Man, parts of this video look unreal.  One day I hope to be able to photograph stars half so cool as this.  Props to Shawn Reeder for capturing this amazing beauty.

Friday, April 13, 2012

100 Places to Visit Before You Die?

If you're on the Facebook, you may have seen an app called "100 Places to Visit Before You Die" (there's also a "US Traveler Challenge" going around, too, but it doesn't have a non-Facebook site, and I refuse to add stupid apps on my Facebook).  This morning, after seeing more of my friends' results, I decided to check out the list.  Even if you're not on Facebook, you can find it here.

On the site, you can find both the list and the challenge, where you click boxes about whether or not you've been to the sites.  The options are "I've been there," "I would like to visit," and "Not bothered" (which to me sounds better than "Don't care").  My breakdown is 17, 32, 51.  The numbers seem to belie my experiences and my status as the owner of a travel blog.

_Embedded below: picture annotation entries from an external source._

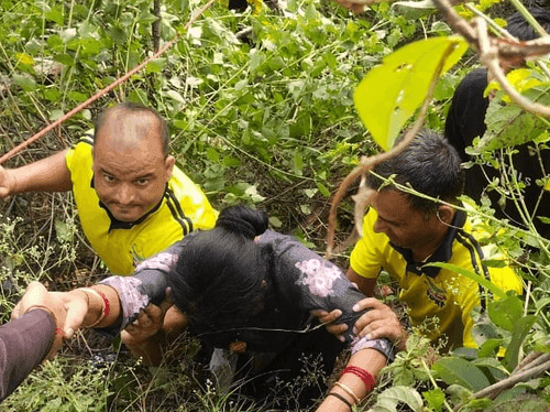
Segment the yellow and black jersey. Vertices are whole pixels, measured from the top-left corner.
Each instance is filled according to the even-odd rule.
[[[351,269],[371,279],[376,279],[382,269],[389,273],[399,283],[399,300],[408,306],[411,326],[420,326],[428,338],[436,340],[444,335],[450,347],[476,347],[471,335],[471,312],[479,305],[485,307],[488,291],[470,278],[425,263],[455,264],[491,280],[502,290],[521,293],[521,281],[510,268],[483,264],[484,249],[488,247],[480,246],[476,239],[484,235],[472,232],[464,212],[457,212],[444,241],[421,263],[413,261],[410,250],[396,247],[385,234],[375,232],[376,219],[377,213],[371,208],[363,220],[363,237],[350,258]]]
[[[196,229],[215,226],[218,213],[206,195],[174,167],[163,200],[133,223],[113,219],[94,188],[94,140],[78,141],[65,158],[84,232],[114,274],[132,274],[136,263],[166,249]]]

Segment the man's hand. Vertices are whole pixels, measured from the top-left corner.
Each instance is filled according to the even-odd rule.
[[[122,330],[124,345],[133,348],[155,336],[163,328],[164,316],[170,306],[172,290],[167,288],[166,299],[160,306],[150,303],[145,310],[140,311],[138,318]]]
[[[0,198],[8,197],[15,192],[15,177],[13,174],[0,166]]]
[[[405,350],[408,334],[403,328],[395,312],[375,297],[363,299],[353,306],[354,312],[366,308],[371,308],[371,311],[366,312],[355,322],[353,332],[361,337],[366,336],[370,339],[388,338],[398,350]]]
[[[50,313],[55,322],[56,334],[46,359],[51,359],[63,346],[63,339],[69,339],[81,327],[88,312],[88,302],[82,293],[48,292],[40,282],[31,282],[25,294],[11,313],[16,319],[26,312],[40,308]]]

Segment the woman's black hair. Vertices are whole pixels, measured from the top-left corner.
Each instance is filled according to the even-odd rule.
[[[174,304],[197,334],[239,328],[264,310],[273,252],[254,238],[267,225],[265,213],[233,206],[220,213],[212,230],[184,239],[169,279]]]

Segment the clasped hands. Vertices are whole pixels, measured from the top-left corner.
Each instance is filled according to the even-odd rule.
[[[40,282],[31,282],[11,314],[12,319],[22,317],[32,310],[44,310],[55,322],[56,333],[52,348],[46,356],[51,359],[63,346],[64,339],[70,339],[75,332],[84,325],[89,311],[89,300],[82,291],[48,292]],[[166,291],[166,300],[160,305],[150,304],[140,312],[138,319],[127,327],[123,338],[130,344],[138,344],[155,335],[163,326],[163,319],[172,306],[170,291]]]
[[[404,329],[395,312],[375,297],[366,297],[359,301],[354,306],[354,312],[361,312],[370,308],[363,314],[353,326],[353,332],[360,337],[369,339],[387,338],[394,343],[398,350],[405,349],[408,334]],[[327,330],[343,340],[342,334],[348,330],[348,325],[338,324],[337,321],[342,316],[342,311],[333,310],[331,312],[323,310],[311,311],[320,323],[324,324]]]

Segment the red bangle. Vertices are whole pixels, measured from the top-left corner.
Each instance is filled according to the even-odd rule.
[[[363,381],[363,383],[365,384],[367,391],[373,389],[376,384],[373,376],[366,369],[350,365],[350,366],[346,366],[342,372],[342,375],[345,375],[345,373],[352,373],[352,375],[355,375],[358,378],[360,378]]]
[[[94,291],[99,293],[99,295],[103,299],[103,316],[105,317],[109,316],[109,312],[111,311],[111,305],[109,304],[109,300],[107,299],[103,292],[98,291],[97,289],[94,289]]]

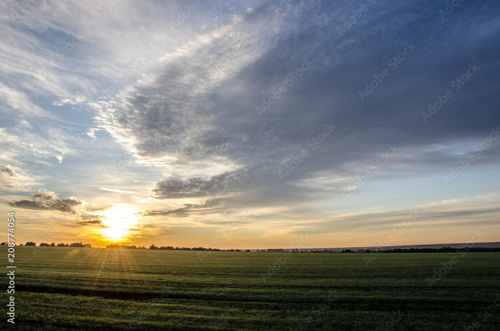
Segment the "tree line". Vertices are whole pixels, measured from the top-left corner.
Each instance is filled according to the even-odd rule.
[[[0,243],[0,245],[6,245],[6,242]],[[20,246],[36,246],[36,244],[33,242],[28,242],[24,245],[20,244]],[[90,244],[85,244],[82,242],[73,242],[72,244],[56,244],[52,242],[49,244],[46,242],[42,242],[38,245],[39,246],[52,246],[52,247],[81,247],[85,248],[92,248],[92,246]],[[152,244],[146,248],[144,246],[136,246],[135,245],[118,245],[110,244],[106,246],[107,248],[120,248],[124,250],[210,250],[214,252],[243,252],[241,250],[220,250],[219,248],[205,248],[204,247],[174,247],[174,246],[161,246],[158,247],[154,244]],[[488,247],[472,247],[468,248],[467,252],[500,252],[500,248],[488,248]],[[291,251],[283,248],[268,248],[268,250],[257,250],[257,252],[291,252],[292,253],[453,253],[456,252],[457,248],[452,248],[451,247],[443,247],[442,248],[380,248],[378,249],[363,250],[362,248],[356,250],[352,250],[350,249],[342,250],[334,250],[332,249],[328,250],[325,248],[322,250],[302,250],[299,252],[298,248],[294,248]],[[250,252],[250,250],[246,250],[244,252]]]
[[[5,245],[6,244],[6,242],[1,242],[0,245]],[[34,242],[28,242],[26,244],[19,244],[20,246],[36,246],[36,244]],[[84,247],[86,248],[92,248],[92,245],[90,244],[85,244],[82,242],[73,242],[72,244],[63,244],[61,242],[60,244],[56,244],[55,242],[52,242],[52,244],[49,244],[46,242],[42,242],[38,245],[39,246],[46,247]]]

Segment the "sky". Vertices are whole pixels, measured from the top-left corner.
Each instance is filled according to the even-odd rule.
[[[18,244],[499,242],[499,15],[2,2],[0,211]]]

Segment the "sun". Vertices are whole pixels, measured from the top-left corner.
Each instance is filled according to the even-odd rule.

Although the list says the sites are in no particular order, the first place is Los Angeles.  Good people, here is my response to that.  First, put them in some order, whether it be alphabetical or geographical or topical (the nature, world heritage, whatever).  Second, I think this list in particular encourages indiscriminate travel.  Clearly, I'm all about going out and seeing things.  But you may have noticed that I almost always explain why I've gone somewhere.  I don't think the point of traveling is to keep score; I'll admit that I talk about where I've been ALL THE TIME and it probably gets pretty annoying (they went to Dubrovnik in the April 5 episode of "Missing" and I couldn't stop saying "I've been there... and there... SO MANY CRUISE SHIPS... You can't just run in there, that's a museum..."), but I don't travel just so I can annoy people in the future. I want to see and do things for totally subjective reasons, and that's okay.  I have comparatively little interest in most of Asia; so I don't see the point of going there, just to say I've been.  Maybe sometime in the future I'll learn something about, say, Japan that really makes me want to visit, or maybe I'll win an all-expenses-paid trip to Tokyo.  If the latter happened, I wouldn't turn it down, and I'm sure I'd find that there was plenty interesting about the place.  But I'm not going to go to some place I'm not bothered about just to rack up stamps in my passport.  Unless you're in "The Amazing Race" or Around the World in Eighty Days, travel isn't supposed to be a contest, and I should apologize if I've ever made it seem like it is.  I consider it to be about learning and enjoying and bettering yourself and hopefully the world.

This has been my opinion, of course, what with this being my blog and all.  If you have a different opinion, congratulations!  It's still a free internet.

On a marginally related note: Don't know your travel style (or where you should go in the Great White North)?  The Canadian Tourism Commission has a Traveler Type test where you rate statements to reveal your type.  My favorite statement is "Wherever I go, I have to have the very best there is to offer: the best hotels, the best restaurants, the best shopping and the best service."  If you replace those nouns with "ice cream," "cider," "chocolate," and "cheese," then yes.  Otherwise, that's a Totally Disagree with a side of derisive laughter.  The test calls me an Authentic Experiencer, and says that I can often be found at nature reserves, world heritage sites, hiking trails, and museums.  Indeed.  If you look for me in any of those places, I'll be the one eating cheese.

(This post was sponsored by parentheses and parenthetical statements that probably could've been rephrased.)